In November they crossed the difficult country of the high tableland overlooking the South Alligator River. On November 25 barely a hundred miles from their destination they met an armed but not hostile tribe. One had an English shawl and handkerchief and pointed in the direction of Port Essington when asked where he got them. They were surrounded for days by tribes who were curious and friendly.

In December they arrived on the Cobourg Peninsula and met natives who spoke words of English “Commandant!”, “come here!”, “very good!” and “What’s your name?” They called white people Balanda, (“Hollanders”) and they helped them find water. The amount of English spoken increased the closer they got to the end. There was a couple of days delay crossing the East Alligator River. They were distressed with boils and a prickly heat, while horseflies plagued the horses and the end could not come soon enough.

Finally on December 17 with the help of native guides the bedraggled mob came upon a cart road and followed it around a hill to see European gardens, white houses and a row of snug thatched cottages. “We were most kindly received by Captain Macarthur, the commandant of Port Essington, and the other officers who with the greatest kindness and attention supplied us with everything we wanted,” Leichhardt wrote.

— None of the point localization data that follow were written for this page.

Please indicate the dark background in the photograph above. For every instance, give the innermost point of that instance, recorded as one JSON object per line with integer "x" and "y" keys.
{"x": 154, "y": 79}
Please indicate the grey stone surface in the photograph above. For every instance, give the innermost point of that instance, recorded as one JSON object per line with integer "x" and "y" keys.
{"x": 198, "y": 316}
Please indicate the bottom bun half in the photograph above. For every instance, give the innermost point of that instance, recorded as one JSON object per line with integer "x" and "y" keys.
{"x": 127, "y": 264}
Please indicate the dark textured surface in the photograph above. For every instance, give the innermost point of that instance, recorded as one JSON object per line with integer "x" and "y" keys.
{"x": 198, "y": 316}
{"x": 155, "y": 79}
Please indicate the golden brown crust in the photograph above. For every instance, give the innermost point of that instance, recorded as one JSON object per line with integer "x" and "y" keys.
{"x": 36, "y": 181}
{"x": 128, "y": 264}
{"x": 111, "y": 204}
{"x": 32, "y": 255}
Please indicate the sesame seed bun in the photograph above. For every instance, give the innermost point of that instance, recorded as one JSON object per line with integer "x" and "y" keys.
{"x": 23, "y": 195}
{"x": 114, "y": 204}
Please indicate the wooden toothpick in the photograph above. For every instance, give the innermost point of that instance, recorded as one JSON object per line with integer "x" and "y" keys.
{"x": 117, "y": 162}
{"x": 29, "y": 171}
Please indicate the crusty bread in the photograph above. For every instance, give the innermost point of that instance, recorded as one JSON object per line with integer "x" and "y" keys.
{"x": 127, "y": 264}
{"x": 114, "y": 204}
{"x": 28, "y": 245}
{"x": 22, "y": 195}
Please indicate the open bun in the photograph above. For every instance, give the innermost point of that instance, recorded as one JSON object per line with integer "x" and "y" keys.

They were fortunate a schooner landed a month later and by March 29, 1846 they were back in Sydney and greeted as heroes. They were given up as dead but Leichhardt brought back intelligence of a great inland that others following in his path would exploit.

Leichhardt was restless for more adventure and after failing in a second expedition east to west to the Swan River from Jimbour due to sickness and ill-health, he tried again in 1848 this time following new tracks found by Mitchell further west near the modern town of Roma. After leaving Muckadilla on April 22, 1848, neither he nor his expedition was ever heard from again. Leichhardt went from history into mythology. The land he crossed went quickly from Aboriginal to European hands.